Turns out terrible rent, sketchy landlords, and apartments that feel one spark away from disaster are not modern inventions at all. The article dives into Rome’s insulae—ancient apartment blocks that could rise as high as eight stories, with shops on the ground floor and cramped one-room homes stacked above. One tombstone even reads like the oldest rent rant on record, with a dead tenant basically celebrating that at least the afterlife is rent-free. And commenters? They pounced on the eerie familiarity. One person dropped a grimly funny ancient poem about getting brained by garbage from above and joked that it sounds suspiciously like modern city living, just with “wattle and daub” instead of luxury branding.

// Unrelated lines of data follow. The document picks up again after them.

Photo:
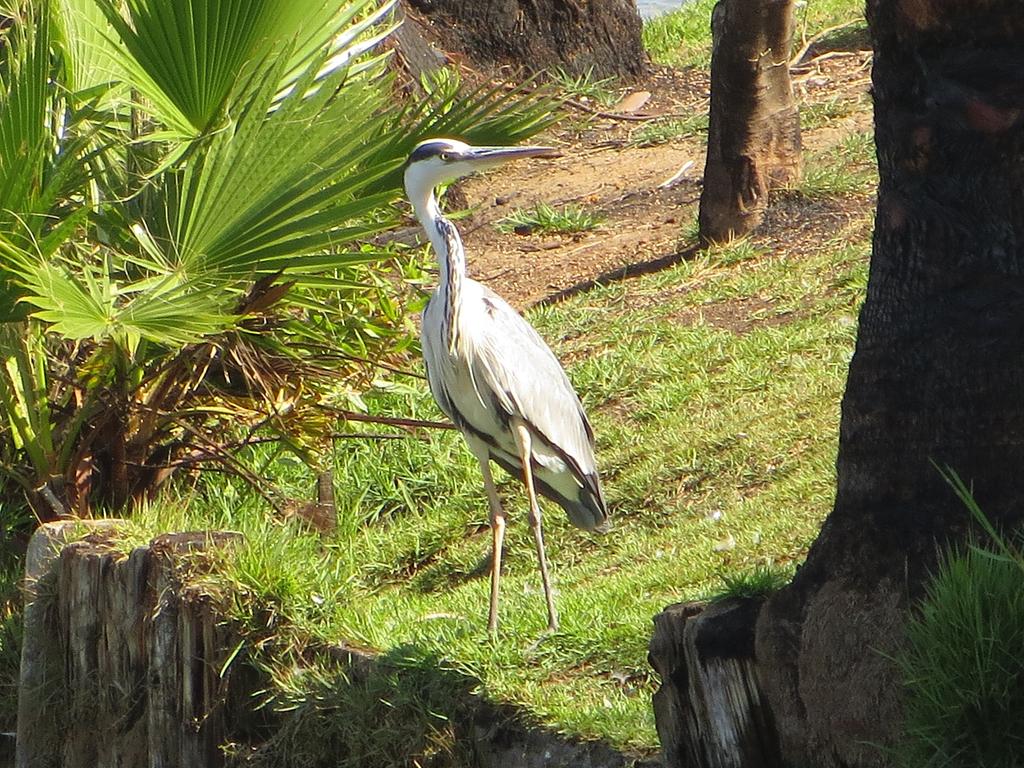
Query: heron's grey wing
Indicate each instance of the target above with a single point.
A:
(518, 369)
(433, 357)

The strongest mood in the thread was a mix of “history is amazing” and “wow, landlords have always been like this.” Crassus, the Roman real-estate tycoon who allegedly bought up damaged buildings after fires and collapses, came off in the comments like a two-thousand-year-old property shark. Another commenter went full roast mode, calling these buildings the “harris end of Roman architecture,” mocking the gap between Rome’s grand engineering reputation and the reality of no fire escapes, shaky walls, and barely-there plumbing.
But it wasn’t all doom. The thread also turned into a pop-culture recommendation party, with people shouting out Fellini Satyricon, the Falco novels, Plebs, and even Asterix: The Mansions of the Gods. So yes, the history is fascinating—but the real crowd reaction was: Ancient Rome was basically a chaotic rental subreddit with togas.
Key Points
- •The article describes Roman insulae as multi-story apartment buildings, sometimes up to eight stories high, that housed much of the lower urban population in Rome.
- •Insulae typically combined commercial and residential uses, with shops on the ground floor and small single-room units on upper floors.
- •Historical sources cited in the article suggest insulae existed by at least the third century BC and became a major response to Rome’s population density.
- •Marcus Licinius Crassus reportedly profited from Rome’s frequent fires and collapses by buying damaged properties cheaply and rebuilding them.
- •The article emphasizes recurring safety problems in insulae, especially structural weakness and fire risk linked to construction methods such as light timber framing and wattle and daub.